HARUN TOKAK

Gurbettekiler için ezan vakti

Gece ilerliyor…

Yıldızlarda bir telaş…

Gökyüzü şehrayin hazırlığında…

Çöl sıcakları, çekilmeyi ağırdan alan işgal kuvvetleri gibi…

Son birkaç günden beri gönülsüz gezinen ay ortalıklarda görünmüyor.

Kostüm değişikliği için sahne arkasında olmalı…

Yarın, yine bütün inceliği, zarifliği ve güzelliği ile arz-ı endam eder. Ramazanın geldiğini haber vermek için, fettan bir sevgilinin pırıltılı kaşının kıvrımı gibi belirir göğün berrak yüzünde.

İstanbul, romantizm resimleri gibi sisli ve dumanlı.

Gece ile günün randevu vakti olan şafak sökün ediyor.

Havada hala sıklet var.

Çöle ve bütün insanlığa inen Nur öncesi bir hâl …
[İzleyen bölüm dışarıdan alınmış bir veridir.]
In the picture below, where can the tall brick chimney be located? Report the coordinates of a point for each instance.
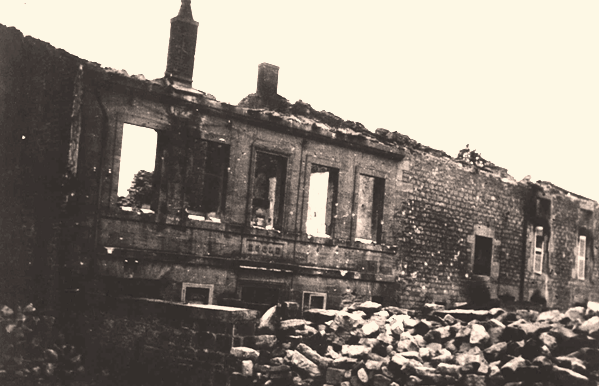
(268, 77)
(182, 46)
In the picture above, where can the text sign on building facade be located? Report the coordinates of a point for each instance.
(263, 248)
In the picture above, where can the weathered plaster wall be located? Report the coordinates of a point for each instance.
(37, 87)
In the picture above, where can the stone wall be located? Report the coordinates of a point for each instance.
(148, 341)
(37, 87)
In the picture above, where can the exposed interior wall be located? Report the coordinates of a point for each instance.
(37, 84)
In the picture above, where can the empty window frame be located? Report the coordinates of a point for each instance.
(586, 219)
(581, 253)
(206, 179)
(136, 185)
(483, 255)
(268, 196)
(543, 208)
(314, 300)
(322, 200)
(538, 250)
(370, 204)
(197, 293)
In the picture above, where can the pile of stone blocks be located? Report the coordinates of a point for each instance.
(367, 344)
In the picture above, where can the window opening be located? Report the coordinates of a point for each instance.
(539, 244)
(543, 208)
(136, 171)
(260, 295)
(586, 218)
(322, 200)
(483, 253)
(581, 256)
(269, 191)
(314, 300)
(196, 293)
(371, 194)
(206, 183)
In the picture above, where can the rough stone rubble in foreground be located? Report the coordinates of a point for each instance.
(387, 346)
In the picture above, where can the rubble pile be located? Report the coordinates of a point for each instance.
(367, 344)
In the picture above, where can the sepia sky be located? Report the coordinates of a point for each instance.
(516, 80)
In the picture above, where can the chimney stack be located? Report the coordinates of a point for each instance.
(182, 46)
(268, 77)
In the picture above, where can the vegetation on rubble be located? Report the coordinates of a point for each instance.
(32, 347)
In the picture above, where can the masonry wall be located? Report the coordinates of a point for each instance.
(558, 282)
(450, 203)
(37, 85)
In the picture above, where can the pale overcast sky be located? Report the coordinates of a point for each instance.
(517, 80)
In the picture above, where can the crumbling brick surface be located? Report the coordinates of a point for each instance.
(447, 201)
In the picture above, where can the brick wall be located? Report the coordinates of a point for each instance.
(437, 222)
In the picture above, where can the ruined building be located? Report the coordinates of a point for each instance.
(115, 186)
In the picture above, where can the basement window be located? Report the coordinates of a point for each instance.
(206, 180)
(539, 247)
(136, 170)
(371, 195)
(581, 257)
(194, 293)
(483, 254)
(314, 300)
(268, 196)
(322, 200)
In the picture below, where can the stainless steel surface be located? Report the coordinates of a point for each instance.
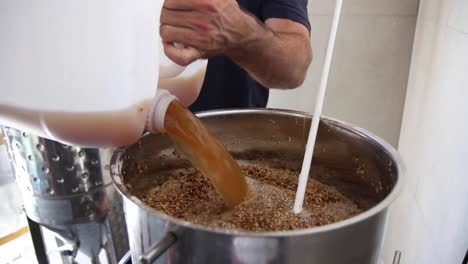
(397, 257)
(69, 190)
(157, 250)
(354, 161)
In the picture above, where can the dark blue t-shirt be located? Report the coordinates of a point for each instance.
(226, 84)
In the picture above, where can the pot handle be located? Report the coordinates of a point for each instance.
(157, 250)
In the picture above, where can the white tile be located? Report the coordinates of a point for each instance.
(366, 7)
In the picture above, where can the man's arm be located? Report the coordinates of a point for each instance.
(276, 53)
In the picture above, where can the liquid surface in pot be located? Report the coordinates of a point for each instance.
(206, 153)
(187, 195)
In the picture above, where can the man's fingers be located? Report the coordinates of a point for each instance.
(189, 19)
(182, 56)
(185, 36)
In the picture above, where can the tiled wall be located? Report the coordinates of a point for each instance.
(429, 222)
(370, 67)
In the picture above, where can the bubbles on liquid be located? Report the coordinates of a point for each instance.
(40, 147)
(45, 170)
(84, 175)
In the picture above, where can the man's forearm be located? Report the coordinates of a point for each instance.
(274, 59)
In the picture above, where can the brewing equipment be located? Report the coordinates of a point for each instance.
(68, 190)
(355, 162)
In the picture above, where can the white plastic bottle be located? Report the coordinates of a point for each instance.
(81, 72)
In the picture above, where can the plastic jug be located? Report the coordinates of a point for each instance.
(82, 72)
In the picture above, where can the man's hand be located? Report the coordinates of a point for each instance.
(276, 53)
(206, 28)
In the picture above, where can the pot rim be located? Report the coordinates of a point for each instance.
(382, 205)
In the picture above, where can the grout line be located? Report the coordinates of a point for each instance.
(364, 15)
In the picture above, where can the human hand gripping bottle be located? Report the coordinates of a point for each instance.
(86, 73)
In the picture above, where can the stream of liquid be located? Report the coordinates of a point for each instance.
(206, 153)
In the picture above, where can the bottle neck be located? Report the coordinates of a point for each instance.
(157, 112)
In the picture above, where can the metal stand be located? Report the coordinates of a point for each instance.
(38, 242)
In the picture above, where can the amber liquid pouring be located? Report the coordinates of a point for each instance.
(206, 153)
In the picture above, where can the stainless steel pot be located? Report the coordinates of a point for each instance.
(357, 163)
(69, 190)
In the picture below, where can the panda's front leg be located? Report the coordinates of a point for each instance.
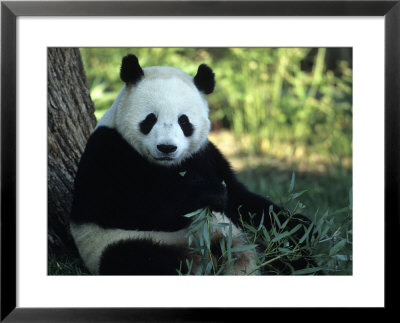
(142, 257)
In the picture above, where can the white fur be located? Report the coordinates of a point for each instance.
(168, 93)
(92, 240)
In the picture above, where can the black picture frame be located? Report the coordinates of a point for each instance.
(10, 10)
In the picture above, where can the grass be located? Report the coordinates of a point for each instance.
(320, 189)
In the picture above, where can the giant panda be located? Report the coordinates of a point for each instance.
(130, 197)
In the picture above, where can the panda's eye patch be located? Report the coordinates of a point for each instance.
(185, 124)
(147, 124)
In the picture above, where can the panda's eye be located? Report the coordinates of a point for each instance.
(185, 124)
(147, 124)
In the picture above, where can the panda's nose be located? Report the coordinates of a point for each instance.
(166, 149)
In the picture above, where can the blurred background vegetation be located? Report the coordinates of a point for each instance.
(274, 111)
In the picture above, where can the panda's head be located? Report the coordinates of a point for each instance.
(161, 111)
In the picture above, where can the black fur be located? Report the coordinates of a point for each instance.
(147, 124)
(115, 187)
(131, 72)
(142, 257)
(186, 126)
(204, 79)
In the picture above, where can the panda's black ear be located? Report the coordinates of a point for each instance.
(204, 79)
(131, 72)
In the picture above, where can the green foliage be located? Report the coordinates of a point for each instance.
(65, 265)
(266, 96)
(322, 246)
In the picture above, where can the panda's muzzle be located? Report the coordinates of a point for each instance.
(166, 149)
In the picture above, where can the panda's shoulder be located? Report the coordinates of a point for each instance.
(105, 145)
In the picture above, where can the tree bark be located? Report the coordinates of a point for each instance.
(70, 122)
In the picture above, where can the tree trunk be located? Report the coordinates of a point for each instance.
(70, 122)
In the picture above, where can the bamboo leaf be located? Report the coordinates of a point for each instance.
(291, 187)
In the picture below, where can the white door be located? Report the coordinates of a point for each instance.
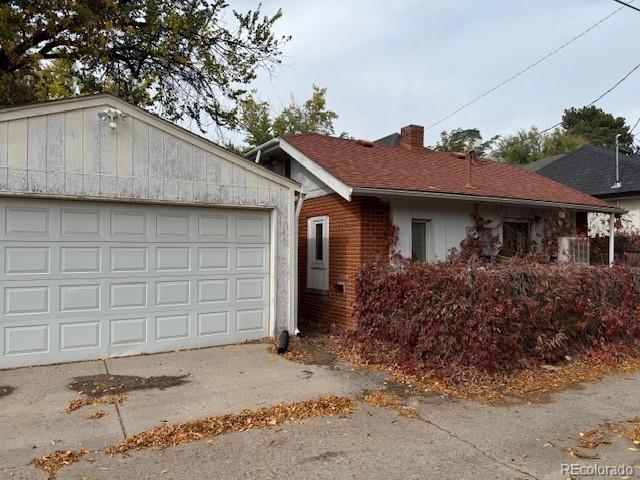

İstanbul’un fethi arefesi gibi…

Büyük olayların arefesinde havada hep bu ağırlık olurmuş.

Gece gittikçe ilerliyor.

İstanbul, sis ve ışık cümbüşü içersinde gizemli ve hareketli…

Ve “gece sırtını iyice sabaha dayadı” derken, vahşetine boğulmuş gecenin derinliklerinden gelen bir ses duyuluyor uzaklardan.

Ses, kâinatı aydınlatmaya yetecek güçte projektörler gibi yırtarak aydınlatıyor gecenin bağrını.

Nefesleniyoruz.

Saba rüzgârı boğazdan karaya doğru ardı ardına çıkartmalar düzenliyor.

Günler boyunca tutsağı olduğumuz bunaltıcı sıcaklar alevden ellerini gevşetiyor.

Serinliyoruz.

Gecenin siyah gözleri, yavaş yavaş silkinip uyanıyor.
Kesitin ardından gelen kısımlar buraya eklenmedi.